Thursday, July 28, 2011

National Debt Ceiling

The current legislative debate over whether or not to raise the national debt ceiling is a frustrating process to witness. There are federal obligations that must be paid that will exceed our current revenues and available funds on hand. While I agree that the national debt ceiling must be raised in the short term to meet these current obligations, there seems to be no real efforts or urgency to reduce current expenses (that are not obligations) and increase revenues. We all know how school systems must deal with budget shortfalls. They are forced to lay off employees, reduce employee benefits, reduce operating expenses, consolidate various operations within the system, and look for additional revenues through property taxes and other/or other tax plans. This federal debt ceiling problem has been known for some time. Why have efforts not been undertaken already to reduce expenses and increase revenues? Businesses and other state and local governments must balance their budgets so it should be no different for the federal government.
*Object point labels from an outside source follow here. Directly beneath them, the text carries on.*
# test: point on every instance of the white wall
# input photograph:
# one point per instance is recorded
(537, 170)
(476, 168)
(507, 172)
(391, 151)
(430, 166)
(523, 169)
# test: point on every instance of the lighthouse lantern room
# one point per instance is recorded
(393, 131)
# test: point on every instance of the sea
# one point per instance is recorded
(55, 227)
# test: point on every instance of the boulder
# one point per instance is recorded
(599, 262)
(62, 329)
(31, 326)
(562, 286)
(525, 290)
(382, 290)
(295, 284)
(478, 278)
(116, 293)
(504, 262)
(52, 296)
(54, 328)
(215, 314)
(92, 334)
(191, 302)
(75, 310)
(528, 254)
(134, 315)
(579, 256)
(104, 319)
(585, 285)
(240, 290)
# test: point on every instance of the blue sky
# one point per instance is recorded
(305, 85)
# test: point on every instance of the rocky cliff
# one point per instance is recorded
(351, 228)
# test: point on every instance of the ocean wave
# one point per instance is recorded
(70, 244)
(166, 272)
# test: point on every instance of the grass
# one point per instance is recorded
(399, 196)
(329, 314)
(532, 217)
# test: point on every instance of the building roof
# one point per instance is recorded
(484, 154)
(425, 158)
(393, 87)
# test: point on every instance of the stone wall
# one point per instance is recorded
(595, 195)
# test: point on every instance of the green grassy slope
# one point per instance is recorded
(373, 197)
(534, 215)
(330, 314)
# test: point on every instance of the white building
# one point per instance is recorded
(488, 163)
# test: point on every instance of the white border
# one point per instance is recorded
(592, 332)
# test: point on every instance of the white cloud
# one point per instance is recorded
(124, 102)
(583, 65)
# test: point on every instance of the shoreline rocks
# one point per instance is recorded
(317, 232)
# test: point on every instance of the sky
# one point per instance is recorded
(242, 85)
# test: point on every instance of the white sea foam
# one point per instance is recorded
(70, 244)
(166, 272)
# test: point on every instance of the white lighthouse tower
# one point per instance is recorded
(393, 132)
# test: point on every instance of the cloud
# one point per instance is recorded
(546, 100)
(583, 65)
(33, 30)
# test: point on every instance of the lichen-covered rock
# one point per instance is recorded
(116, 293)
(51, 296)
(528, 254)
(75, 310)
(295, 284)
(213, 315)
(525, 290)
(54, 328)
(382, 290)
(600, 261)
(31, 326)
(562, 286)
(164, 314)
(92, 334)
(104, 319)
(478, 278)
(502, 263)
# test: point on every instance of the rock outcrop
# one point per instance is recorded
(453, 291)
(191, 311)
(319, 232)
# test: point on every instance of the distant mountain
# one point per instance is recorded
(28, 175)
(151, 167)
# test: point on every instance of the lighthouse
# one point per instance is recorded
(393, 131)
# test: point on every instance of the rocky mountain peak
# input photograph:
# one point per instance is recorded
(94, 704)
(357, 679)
Fear in financial markets is obviously not a good recipe for stable financial activity. Investors are understandably concerned by the possibility of debt defaults by the government and the negative impacts that would occur. Senior citizens are fearful that they will not be receiving their monthly social security checks. Fear needs to be eliminated to insure a stable financial system going forward.

The national debt problem must be addressed. The current national debt did not occur overnight and a quick fix will not be available. A reasonable plan to reduce the national debt over a period of time should be attainable. The eyes of the nation and the world will be watching Congress and our President on this debt ceiling/debt reduction issue. Hopefully our leaders in Washington will choose diplomacy and create a solution to our nation’s debt problem.